How to Support Vertical Development
by Dr. Keith WittWhat is vertical development?
- On the self, values, interpersonal, moral, psychosocial, and psychosexual lines vertical development is more compassionate understanding in an area plus some behavioral change.
- Someone can progress on other lines, but not necessarily on the above by enhancing skills like gymnastics or dancing. This is horizontal health.
- Someone can appear to progress on another line, but actually stay at their current elevation or regress. For example, someone can appear to progress on the interpersonal line by becoming more adept at social manipulation (two books illustrating this are How to win Friends and Influence People, and Exactly What to Say). If the social manipulation has no component of more compassionate understanding, then it doesn’t constitute vertical development.
- Change work of all sorts—therapy, coaching, or consulting—seeks to enhance compassionate understanding and support positive behavior change.
- Psychoeducation—workshops, systems, developmental frameworks—that teach vertical development while inviting and helping participants to embody the work. Integral and Spiral Dynamics are good examples of teaching stages and inviting changed perspectives and behaviors. Terri O’Fallon’s Stages system suggests that inhabiting gross, subtle, causal, and nondual stages of a particular vMEME leads someone to progress vertically to the next tier.

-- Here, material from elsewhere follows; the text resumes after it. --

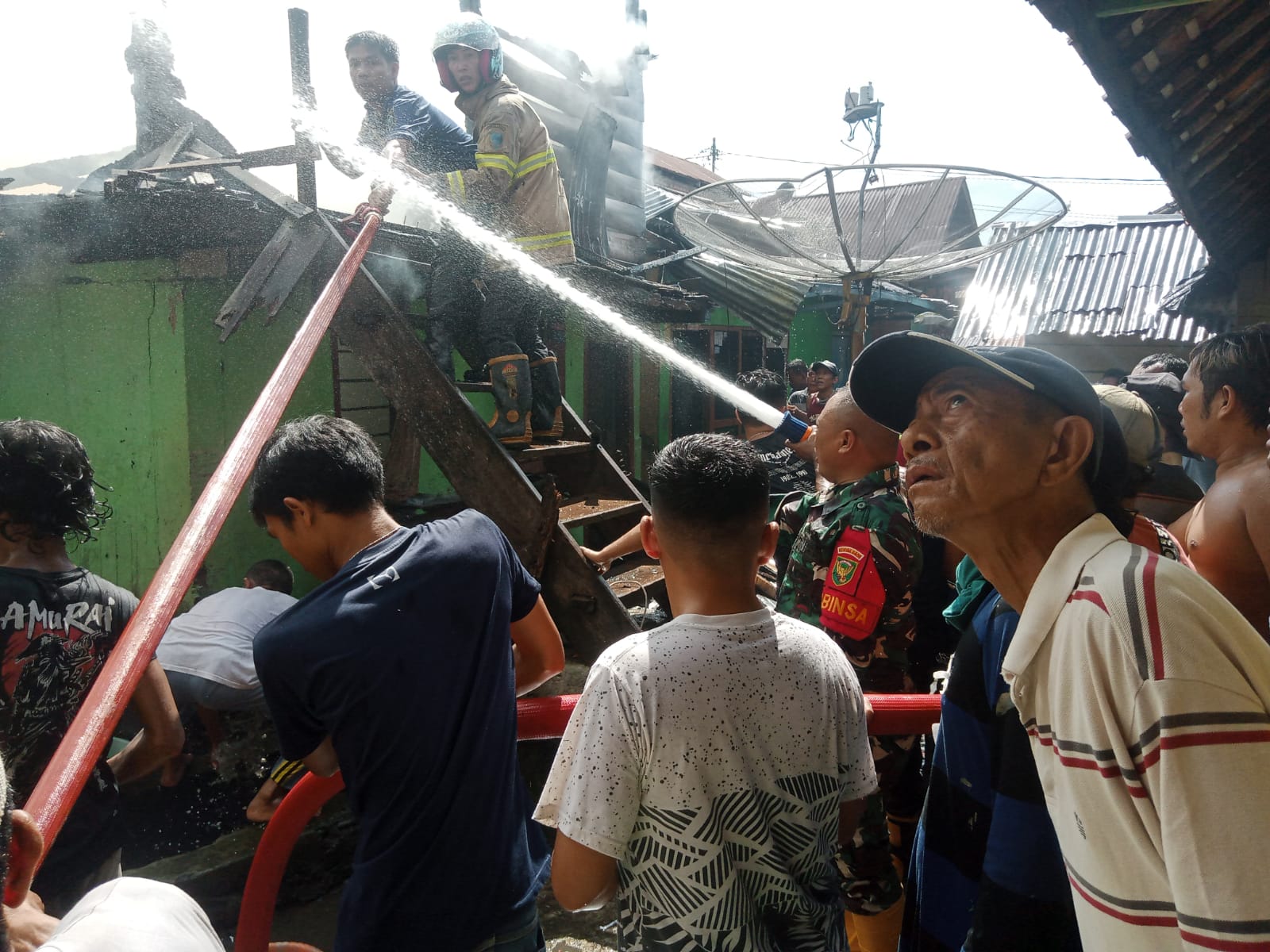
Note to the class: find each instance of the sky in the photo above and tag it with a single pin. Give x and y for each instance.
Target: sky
(982, 83)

In any given session, change workers look for confusion, conflict, and yearning and intersubjectively press those points, searching for more compassionate perspectives and adaptive behaviors.
- When there are no resistances or defenses, this is mostly straightforward education.

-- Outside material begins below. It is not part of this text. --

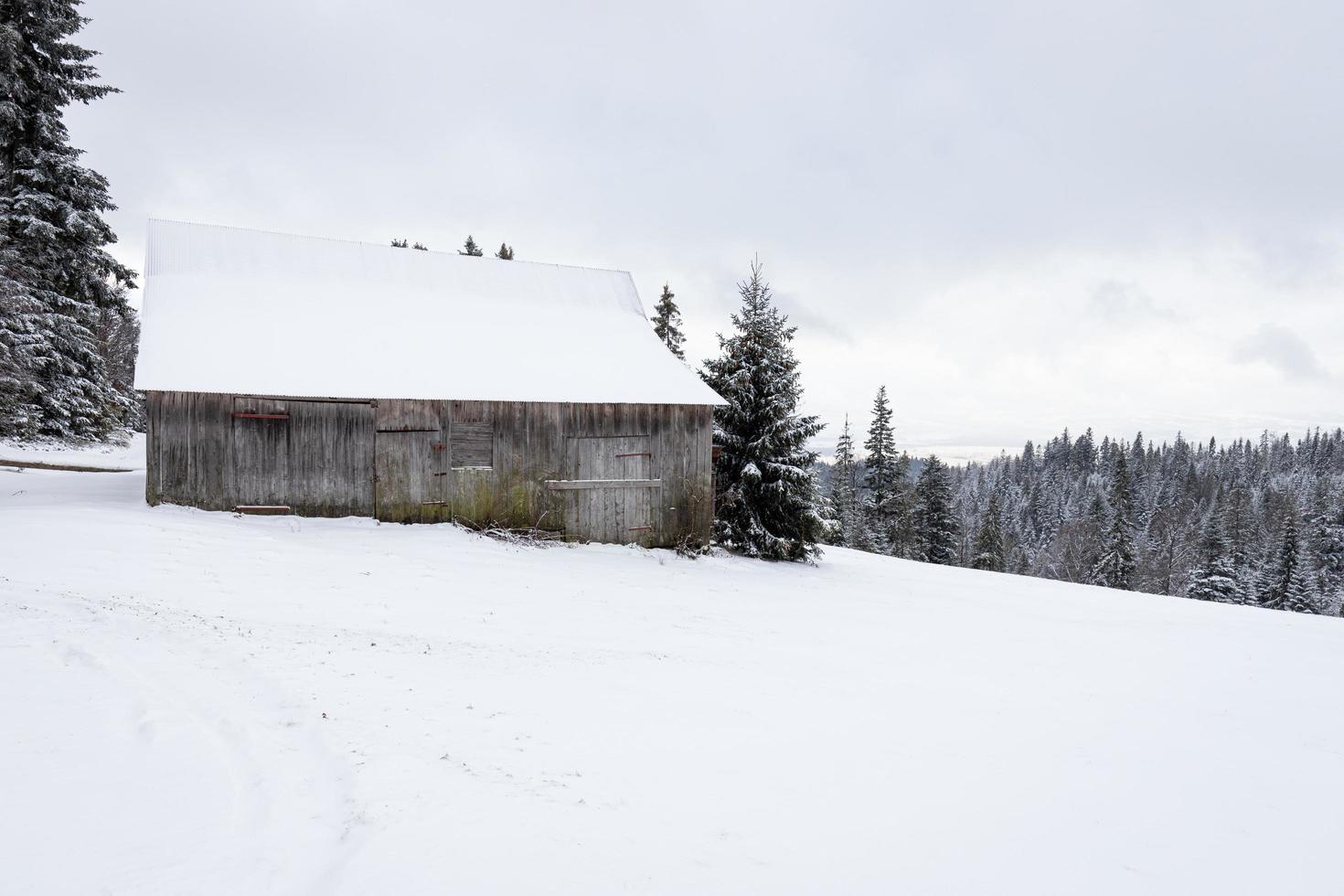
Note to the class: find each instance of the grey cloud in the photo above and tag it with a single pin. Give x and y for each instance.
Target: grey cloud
(1283, 349)
(1117, 301)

- In the presence of resistances and defenses—usually the case to some extent—this involves a vast array of psychotherapeutic approaches, Shadow Work, and relational cross validation.

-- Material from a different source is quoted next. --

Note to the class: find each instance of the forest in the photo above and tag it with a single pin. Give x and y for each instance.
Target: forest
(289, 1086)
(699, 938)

- Even therapies that focus on symptom reduction, like Exposure and Response Prevention (ERP) and assertion training, are designed to support a new sense of a wiser and more agentic self—more compassionate understanding and changed behavior.
In Theravada Buddhism, Right View and Right Conduct are essentially more compassionate understanding and more adaptive behaviors. The six other parts of the 8-fold path, Right Speech, Right Resolve, Right Livelihood, Right Intent, Right Mindfulness, and Right Samadhi can all be subsumed under Right View and Right Conduct.
Cognitive behavioral therapy is essentially reinterpretations of Right View (cognitive) and Right Conduct (behavioral).
Complexity and vertical development
Dynamic systems like individual consciousnesses and relationships are composed of groups of linked parts, capable of chaotic behavior, energized, arranged hierarchically, and not lost in rigidity or chaos. These systems produce repeating fractal patterns of change, that eventually create a new organization that appears simpler but are actually more complex and energy efficient. This results in a phase change to the system, which in people is generally vertical development, often experienced as a form of transcendence.
Change workers go to the fractal interfaces, often marked by yearning, conflict, or confusion, and intersubjectively help generate new fractal patterns until a phase shift occurs and the client shifts into more compassionate understanding and more energy efficient behaviors—which appear simpler but are actually more complex.
Post-issue relationships are highly complex dynamical systems that appear simple and are enormously energy efficient.